Problem: Your medical school is slow to respond to verification requests from US institutions, or records are held pending payment of graduation fees, outstanding library books, or administrative holds.
Mitigation: Contact your medical school's registrar immediately after Match Day. Confirm that no holds exist on your record, request that verification requests be responded to promptly, and ask for a direct contact name at the registrar's office to provide to your program and state board.

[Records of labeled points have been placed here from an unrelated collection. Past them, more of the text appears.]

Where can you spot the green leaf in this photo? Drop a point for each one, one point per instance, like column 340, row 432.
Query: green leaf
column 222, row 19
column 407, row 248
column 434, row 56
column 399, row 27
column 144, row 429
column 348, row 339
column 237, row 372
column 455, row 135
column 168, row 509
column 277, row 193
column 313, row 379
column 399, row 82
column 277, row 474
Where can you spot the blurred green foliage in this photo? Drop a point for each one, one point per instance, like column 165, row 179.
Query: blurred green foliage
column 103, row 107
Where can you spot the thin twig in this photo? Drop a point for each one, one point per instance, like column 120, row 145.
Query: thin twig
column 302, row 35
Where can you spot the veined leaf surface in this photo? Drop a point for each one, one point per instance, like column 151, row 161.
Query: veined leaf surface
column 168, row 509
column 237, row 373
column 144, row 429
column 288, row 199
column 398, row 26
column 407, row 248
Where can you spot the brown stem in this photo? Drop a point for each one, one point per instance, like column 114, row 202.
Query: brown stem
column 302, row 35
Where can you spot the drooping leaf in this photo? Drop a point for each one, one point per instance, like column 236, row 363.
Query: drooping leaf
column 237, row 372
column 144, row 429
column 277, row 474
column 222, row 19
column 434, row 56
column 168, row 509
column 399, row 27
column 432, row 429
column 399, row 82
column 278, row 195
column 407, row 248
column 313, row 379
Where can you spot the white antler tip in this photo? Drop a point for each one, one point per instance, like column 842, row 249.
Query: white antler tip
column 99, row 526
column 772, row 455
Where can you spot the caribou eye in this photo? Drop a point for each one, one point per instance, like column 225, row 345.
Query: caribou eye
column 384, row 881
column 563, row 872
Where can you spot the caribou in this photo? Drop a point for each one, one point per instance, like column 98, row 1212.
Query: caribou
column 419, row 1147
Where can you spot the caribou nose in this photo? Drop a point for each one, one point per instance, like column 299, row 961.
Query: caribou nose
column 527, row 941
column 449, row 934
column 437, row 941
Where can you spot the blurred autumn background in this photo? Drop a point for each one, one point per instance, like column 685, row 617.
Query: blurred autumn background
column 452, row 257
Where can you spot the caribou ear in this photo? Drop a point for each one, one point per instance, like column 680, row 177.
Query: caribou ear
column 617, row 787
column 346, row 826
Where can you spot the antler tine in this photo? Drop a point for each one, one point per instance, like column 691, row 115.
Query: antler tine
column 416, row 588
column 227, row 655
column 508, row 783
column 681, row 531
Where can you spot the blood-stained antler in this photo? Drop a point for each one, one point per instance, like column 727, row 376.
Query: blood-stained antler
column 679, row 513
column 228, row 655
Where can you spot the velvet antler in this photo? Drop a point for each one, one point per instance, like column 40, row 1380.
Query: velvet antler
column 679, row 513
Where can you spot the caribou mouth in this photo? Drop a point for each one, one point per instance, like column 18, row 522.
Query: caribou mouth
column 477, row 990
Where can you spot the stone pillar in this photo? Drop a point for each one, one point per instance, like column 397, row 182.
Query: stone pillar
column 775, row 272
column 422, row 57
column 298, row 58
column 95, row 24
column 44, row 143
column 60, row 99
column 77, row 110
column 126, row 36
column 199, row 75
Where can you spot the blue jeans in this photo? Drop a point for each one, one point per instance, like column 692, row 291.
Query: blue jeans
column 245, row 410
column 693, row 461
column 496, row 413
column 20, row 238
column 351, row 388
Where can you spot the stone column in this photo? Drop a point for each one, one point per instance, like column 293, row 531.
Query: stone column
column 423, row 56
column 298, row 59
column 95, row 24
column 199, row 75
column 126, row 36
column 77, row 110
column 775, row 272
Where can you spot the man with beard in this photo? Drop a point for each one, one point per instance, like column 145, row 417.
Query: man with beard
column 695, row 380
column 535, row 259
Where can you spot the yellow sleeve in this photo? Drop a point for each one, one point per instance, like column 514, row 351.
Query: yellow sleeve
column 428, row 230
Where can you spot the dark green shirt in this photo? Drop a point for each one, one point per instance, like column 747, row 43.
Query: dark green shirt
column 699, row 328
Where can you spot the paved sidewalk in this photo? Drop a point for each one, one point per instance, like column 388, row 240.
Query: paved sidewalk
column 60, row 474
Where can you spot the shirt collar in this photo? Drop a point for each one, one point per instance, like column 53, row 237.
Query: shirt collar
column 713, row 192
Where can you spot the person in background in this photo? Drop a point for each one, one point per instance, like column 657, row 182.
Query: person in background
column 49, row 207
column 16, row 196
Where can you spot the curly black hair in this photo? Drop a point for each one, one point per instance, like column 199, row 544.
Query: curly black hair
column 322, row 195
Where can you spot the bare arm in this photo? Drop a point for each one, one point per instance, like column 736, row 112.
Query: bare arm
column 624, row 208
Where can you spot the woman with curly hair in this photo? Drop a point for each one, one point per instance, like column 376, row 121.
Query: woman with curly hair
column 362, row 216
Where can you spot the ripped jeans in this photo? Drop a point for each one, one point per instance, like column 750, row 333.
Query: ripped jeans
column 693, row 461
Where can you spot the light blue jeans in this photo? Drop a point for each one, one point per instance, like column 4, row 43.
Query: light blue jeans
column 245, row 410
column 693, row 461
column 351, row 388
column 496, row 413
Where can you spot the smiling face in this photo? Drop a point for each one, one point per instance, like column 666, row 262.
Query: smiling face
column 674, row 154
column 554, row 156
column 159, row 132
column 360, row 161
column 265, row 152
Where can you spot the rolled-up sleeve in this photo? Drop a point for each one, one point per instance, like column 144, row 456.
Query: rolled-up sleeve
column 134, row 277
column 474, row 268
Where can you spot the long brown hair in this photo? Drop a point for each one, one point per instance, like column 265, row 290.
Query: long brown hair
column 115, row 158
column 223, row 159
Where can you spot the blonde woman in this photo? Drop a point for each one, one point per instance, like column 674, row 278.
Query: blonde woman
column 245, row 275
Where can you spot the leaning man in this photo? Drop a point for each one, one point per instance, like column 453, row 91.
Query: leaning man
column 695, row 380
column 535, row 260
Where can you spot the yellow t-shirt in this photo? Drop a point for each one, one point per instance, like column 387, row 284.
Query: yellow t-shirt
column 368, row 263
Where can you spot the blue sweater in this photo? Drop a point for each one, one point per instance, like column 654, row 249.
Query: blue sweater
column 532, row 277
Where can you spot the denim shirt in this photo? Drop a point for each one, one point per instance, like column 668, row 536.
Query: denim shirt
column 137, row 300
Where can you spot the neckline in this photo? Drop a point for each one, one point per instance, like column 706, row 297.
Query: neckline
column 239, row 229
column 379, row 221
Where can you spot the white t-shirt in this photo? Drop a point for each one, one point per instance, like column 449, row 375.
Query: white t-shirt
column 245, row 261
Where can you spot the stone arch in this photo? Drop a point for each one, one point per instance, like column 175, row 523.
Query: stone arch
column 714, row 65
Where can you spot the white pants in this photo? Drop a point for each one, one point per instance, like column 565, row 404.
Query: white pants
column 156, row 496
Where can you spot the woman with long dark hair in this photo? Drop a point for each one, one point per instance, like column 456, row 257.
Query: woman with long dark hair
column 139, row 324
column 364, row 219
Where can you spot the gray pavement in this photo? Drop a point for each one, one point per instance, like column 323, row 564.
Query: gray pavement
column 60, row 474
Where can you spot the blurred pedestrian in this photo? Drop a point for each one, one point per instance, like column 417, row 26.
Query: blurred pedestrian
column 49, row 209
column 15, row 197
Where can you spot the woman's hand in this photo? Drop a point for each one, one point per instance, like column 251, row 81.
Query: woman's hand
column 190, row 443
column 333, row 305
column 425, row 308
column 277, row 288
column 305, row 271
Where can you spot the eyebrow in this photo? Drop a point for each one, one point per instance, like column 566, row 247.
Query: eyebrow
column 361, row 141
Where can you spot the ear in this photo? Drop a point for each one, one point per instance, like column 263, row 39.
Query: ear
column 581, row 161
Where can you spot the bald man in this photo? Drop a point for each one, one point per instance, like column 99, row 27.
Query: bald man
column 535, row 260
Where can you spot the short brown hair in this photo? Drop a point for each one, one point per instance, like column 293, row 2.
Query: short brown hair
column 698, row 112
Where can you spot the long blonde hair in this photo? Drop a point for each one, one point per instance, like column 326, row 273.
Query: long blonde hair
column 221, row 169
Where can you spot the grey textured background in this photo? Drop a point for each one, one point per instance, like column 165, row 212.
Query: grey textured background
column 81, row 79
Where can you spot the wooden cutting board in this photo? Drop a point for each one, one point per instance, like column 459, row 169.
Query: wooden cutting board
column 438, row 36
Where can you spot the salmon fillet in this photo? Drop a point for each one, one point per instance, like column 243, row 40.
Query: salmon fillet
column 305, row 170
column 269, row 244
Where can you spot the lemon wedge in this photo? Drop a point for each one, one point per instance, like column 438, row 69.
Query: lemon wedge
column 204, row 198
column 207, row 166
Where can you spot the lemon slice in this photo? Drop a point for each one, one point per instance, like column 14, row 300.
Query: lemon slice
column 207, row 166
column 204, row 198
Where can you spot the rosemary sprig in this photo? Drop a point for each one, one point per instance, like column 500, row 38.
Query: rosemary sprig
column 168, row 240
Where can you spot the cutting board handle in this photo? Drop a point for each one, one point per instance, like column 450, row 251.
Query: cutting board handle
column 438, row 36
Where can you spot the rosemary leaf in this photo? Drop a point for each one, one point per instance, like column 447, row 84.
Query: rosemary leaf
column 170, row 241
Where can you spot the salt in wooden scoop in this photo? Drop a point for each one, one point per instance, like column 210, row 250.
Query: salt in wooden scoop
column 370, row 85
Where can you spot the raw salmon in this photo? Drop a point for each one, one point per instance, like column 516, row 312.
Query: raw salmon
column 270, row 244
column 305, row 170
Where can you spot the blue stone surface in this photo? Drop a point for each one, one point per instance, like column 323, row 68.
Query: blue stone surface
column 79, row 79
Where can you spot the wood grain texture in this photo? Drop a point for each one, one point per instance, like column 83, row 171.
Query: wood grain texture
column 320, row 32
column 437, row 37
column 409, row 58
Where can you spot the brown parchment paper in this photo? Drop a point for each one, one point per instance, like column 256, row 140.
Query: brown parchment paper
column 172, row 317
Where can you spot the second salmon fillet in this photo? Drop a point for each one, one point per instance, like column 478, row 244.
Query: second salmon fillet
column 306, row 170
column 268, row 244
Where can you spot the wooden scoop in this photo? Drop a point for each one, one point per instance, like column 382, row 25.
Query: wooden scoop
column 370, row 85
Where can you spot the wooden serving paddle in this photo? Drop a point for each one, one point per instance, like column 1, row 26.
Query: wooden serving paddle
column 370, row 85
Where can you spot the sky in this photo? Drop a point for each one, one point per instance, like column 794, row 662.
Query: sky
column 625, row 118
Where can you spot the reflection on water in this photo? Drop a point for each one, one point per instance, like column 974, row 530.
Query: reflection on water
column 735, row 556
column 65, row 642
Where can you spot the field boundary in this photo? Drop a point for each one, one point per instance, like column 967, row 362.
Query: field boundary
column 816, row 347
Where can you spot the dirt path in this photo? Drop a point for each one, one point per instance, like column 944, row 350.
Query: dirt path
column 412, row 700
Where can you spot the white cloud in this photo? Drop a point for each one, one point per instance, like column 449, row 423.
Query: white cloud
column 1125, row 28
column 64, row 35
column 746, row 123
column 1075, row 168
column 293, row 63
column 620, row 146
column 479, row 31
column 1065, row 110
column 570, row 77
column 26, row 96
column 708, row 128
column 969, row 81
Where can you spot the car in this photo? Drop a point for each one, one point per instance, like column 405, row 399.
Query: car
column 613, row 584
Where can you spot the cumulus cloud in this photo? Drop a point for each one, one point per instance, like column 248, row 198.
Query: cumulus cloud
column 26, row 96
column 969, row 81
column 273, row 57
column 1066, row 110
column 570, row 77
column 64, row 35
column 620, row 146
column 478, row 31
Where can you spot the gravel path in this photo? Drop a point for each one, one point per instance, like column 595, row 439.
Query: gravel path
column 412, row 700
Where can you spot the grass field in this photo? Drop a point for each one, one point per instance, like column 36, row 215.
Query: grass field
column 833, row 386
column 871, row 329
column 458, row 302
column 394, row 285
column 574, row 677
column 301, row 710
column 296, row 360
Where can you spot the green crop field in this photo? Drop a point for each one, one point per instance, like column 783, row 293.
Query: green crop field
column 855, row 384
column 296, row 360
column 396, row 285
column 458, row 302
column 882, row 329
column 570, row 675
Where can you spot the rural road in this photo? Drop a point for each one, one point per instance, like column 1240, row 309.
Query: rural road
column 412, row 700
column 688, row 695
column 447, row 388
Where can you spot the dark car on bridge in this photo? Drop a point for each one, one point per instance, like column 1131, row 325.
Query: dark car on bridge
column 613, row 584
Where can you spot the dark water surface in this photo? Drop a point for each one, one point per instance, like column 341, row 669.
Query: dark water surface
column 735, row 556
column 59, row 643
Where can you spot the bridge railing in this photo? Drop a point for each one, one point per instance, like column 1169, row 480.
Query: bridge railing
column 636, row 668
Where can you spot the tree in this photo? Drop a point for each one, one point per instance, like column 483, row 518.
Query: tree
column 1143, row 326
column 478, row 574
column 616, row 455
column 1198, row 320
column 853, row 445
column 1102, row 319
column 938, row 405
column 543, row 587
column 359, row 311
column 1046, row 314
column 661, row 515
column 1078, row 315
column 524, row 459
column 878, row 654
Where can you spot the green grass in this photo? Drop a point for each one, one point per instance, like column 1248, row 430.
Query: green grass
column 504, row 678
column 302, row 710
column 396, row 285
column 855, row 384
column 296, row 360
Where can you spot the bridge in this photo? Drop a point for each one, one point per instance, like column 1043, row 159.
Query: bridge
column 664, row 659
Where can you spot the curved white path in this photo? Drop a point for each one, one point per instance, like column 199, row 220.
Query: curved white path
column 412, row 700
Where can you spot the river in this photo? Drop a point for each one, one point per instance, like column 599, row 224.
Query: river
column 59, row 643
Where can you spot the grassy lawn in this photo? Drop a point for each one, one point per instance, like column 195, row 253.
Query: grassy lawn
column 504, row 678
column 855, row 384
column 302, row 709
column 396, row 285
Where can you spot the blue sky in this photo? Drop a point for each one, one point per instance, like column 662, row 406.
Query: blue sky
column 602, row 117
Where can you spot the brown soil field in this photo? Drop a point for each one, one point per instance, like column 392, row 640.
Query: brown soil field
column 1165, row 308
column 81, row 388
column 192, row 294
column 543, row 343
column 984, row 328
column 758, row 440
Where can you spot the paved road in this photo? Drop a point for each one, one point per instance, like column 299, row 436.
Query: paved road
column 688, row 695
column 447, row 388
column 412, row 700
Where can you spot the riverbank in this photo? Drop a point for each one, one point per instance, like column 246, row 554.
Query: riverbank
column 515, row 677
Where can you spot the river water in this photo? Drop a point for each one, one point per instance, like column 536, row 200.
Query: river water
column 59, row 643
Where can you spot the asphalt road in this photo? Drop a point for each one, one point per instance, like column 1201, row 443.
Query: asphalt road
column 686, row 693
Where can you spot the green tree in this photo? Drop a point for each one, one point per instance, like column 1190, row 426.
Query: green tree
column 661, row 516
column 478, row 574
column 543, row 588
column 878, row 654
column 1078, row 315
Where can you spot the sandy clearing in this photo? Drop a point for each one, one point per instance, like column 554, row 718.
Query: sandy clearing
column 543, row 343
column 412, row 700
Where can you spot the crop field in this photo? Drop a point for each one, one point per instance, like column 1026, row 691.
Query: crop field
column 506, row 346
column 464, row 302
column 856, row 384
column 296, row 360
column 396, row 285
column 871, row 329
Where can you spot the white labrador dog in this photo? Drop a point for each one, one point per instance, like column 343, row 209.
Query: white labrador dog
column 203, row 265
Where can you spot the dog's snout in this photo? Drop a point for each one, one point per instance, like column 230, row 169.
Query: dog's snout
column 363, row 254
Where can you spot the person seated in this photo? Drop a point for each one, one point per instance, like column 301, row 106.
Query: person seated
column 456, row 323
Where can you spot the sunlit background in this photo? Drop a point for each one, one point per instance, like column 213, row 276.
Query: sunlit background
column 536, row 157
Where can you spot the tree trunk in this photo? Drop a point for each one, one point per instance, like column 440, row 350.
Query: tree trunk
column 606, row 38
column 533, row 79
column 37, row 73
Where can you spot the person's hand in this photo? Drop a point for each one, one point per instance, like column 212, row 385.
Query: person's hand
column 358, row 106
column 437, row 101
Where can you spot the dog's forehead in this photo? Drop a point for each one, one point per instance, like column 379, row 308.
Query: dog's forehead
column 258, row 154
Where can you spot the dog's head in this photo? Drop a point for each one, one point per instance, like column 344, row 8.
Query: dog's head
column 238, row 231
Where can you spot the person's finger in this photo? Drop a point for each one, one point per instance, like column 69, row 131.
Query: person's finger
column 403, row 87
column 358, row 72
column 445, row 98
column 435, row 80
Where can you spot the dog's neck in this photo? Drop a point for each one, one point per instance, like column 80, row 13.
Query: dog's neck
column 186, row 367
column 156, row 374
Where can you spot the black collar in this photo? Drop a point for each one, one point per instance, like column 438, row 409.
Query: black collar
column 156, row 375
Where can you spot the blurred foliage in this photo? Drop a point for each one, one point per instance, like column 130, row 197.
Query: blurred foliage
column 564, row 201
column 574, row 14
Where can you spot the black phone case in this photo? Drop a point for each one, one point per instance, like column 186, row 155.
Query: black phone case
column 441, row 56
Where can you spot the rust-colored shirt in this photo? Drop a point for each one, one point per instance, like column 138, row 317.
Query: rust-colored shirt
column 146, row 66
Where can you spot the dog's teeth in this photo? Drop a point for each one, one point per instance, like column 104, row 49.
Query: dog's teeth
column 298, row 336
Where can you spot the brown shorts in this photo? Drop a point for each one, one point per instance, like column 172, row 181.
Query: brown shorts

No US Bank Account or Credit History

Problem: Landlords decline applications without US credit history; payroll requires a US bank account for direct deposit; setting up utilities requires a deposit or credit check.
Mitigation: Open a US bank account as soon as you enter the country with your visa. Some major banks with international operations allow non-resident account opening or simplified IMG resident account setup. An ITIN (Individual Taxpayer Identification Number) can substitute for an SSN in some banking contexts while your SSN application is pending—verify current bank-specific requirements directly. Bring documentation of your residency employment (offer letter, contract) to every financial institution you approach.

I-9 Document Availability

Problem: The I-9 employment eligibility verification requires specific original documents in person on or before your first day of work. Presenting copies or unavailable documents delays your start date legally.
Mitigation: Review the USCIS List of Acceptable Documents for I-9 purposes before your start date. Ensure your passport and visa documentation are accessible and not in transit (e.g., in return mail from a consulate). If your visa stamp is still pending on July 1, discuss with your program HR and immigration attorney—there are specific circumstances where work can legally begin with a receipt notice or other documentation, but this is fact-specific.

DEA Application After License Receipt

Problem: Residents in prescribing specialties wait until after orientation week to apply for their DEA number, then cannot prescribe controlled substances for weeks into training.
Mitigation: Apply for DEA registration on the day you receive your state license or training permit. Do not defer.